The army which Domitian conducted or dispatched across the Danube met with a reverse, and the Iazyges allied themselves with their German neighbors, a peril not only to the Pannonian frontier but to the army in Dacia. The changed situation demanded a rapid decision. When Tiberius invaded Bohemia in AD 6, all Illyricum rose in his absence, and he was compelled to make terms with Maroboduus, recognizing him as a king and friend of the Roman People. Decebalus had been hard pressed: he had asked for peace before, more than once, and even now that Germans and Sarmatians were in arms against his enemy he had no wish to continue the struggle. On both sides expediency prevailed and honor was saved. Decebalus gained Roman recog­nition, and more than that, the Roman support for which Maroboduus vainly hoped and vainly appealed. Domitian lent him skilled workmen and engineers and promised an annual subsidy.

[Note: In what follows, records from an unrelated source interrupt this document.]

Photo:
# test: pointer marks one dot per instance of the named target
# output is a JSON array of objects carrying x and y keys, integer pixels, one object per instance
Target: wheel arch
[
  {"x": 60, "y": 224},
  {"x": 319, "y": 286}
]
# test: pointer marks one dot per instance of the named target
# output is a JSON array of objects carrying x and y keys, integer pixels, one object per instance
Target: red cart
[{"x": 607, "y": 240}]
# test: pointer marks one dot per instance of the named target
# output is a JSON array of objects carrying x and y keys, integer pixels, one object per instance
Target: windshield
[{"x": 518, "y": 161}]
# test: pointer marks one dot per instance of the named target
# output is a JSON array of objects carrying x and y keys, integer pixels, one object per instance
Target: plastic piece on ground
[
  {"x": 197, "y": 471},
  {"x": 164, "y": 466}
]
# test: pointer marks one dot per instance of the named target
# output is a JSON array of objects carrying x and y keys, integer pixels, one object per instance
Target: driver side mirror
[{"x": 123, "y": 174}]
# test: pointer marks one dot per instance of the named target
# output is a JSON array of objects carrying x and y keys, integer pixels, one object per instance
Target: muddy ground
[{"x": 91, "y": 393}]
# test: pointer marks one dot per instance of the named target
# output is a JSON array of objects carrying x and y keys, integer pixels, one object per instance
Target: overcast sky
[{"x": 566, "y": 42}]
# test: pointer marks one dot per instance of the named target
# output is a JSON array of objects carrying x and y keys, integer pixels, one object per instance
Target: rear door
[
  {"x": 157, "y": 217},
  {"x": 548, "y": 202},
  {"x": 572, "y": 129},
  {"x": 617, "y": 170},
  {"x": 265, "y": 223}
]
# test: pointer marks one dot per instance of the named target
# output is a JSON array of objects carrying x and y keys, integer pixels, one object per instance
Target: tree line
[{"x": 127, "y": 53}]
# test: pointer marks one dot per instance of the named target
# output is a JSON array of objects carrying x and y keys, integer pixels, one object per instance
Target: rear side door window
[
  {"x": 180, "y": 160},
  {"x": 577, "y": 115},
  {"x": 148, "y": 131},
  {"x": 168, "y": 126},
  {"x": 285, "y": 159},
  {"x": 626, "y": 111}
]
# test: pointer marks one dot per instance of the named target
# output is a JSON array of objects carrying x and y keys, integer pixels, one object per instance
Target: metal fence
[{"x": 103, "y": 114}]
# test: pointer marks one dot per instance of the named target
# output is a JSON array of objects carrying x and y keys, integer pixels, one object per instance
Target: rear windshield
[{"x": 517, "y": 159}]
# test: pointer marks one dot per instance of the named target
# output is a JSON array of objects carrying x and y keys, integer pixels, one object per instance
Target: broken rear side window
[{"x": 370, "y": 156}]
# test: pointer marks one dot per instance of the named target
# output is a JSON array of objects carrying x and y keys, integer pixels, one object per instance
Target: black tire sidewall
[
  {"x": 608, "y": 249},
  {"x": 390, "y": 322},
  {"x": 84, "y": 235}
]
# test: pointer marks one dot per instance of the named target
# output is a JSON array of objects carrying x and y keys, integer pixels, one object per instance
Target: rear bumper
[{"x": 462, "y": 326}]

A well-grounded distrust prevented Decebalus from putting his valuable person in the power of Rome. At a ceremony of vicarious homage Diegis, a Dacian prince, received a diadem from the hands of Domitian. In the course of the year the Emperor returned to Rome and celebrated with great pomp a double triumph over the Chatti and the Dacians.

There remained other enemies. Before, or just after, the termination of the war in Dacia, a column was detached from the army of occupation and sent north-westwards across the Banat of Temesvar to take the Iazyges in the rear; it was led by a soldier of tried merit, Velius Rufus. Of the course taken by the war on the Pannonian front, nothing is known. Warfare might be supplemented by the resources of Roman diplomacy—either now or in the course of the next few years attempts were made to stir up the tribes in the rear of the recalcitrant Marcomanni and Quadi. Before now the Hermunduri had intervened in Bohemia to the advantage, if not with the encouragement, of the Romans: of their attitude at this time, however, there is no evidence. North of Bohemia in Saxony dwelt the Semnones, whose primacy among the Suebic tribes was consecrated by antiquity and religion: the visit which their king, accompanied by an influential priestess, paid to Domitian was hardly the result of chance or idle curiosity. Domitian also entered into negotiations with the powerful Lugii in Silesia, to whose aid he sent a small force of cavalry. By these means he sought to prevent the growth of a hostile power or confederacy with its centre in Bohemia—both the Semnones and the Lugii had once acknowledged the supremacy of Maroboduus—and he was able to isolate the Marcomanni and Quadi.

Despite the use of diplomacy and an increase of the garrison of Pannonia to a total of four legions, unrest prevailed along the middle course of the Danube, culminating in another Suebo-Sarmatian War. In the early spring of the year 92 the Iazyges crossed the river. A Pannonian legion met the invaders and perished in the encounter. It was probably XXI Rapax: a fitting end for a legion whose name and whose history were so intimately associated with scenes of violence and sedition. To replace this legion, Domitian summoned from Mainz its companion and associate in the recent civil war, XIV Gemina, and once again visited the endangered frontier. Detachments were drawn from the five legions of the Moesian provinces. Whether Decebalus lent help against the Iazyges is, like almost everything else about the war, unknown. Domitian assumed one imperatorial salutation and after an absence of eight months returned to Rome in January, 93. He did not celebrate the triumph which a servile Senate was ready to decree, but contented himself with depositing a wreath of laurel in the temple of Juppiter on the Capitol.

After this the Iazyges were kept in order—perhaps by fear of Dacia, their eternal enemy: but operations against the Germans in the autumn of the year 97 provided a happy omen for Nerva's adoption of Trajan and an additional name in the titles of each emperor.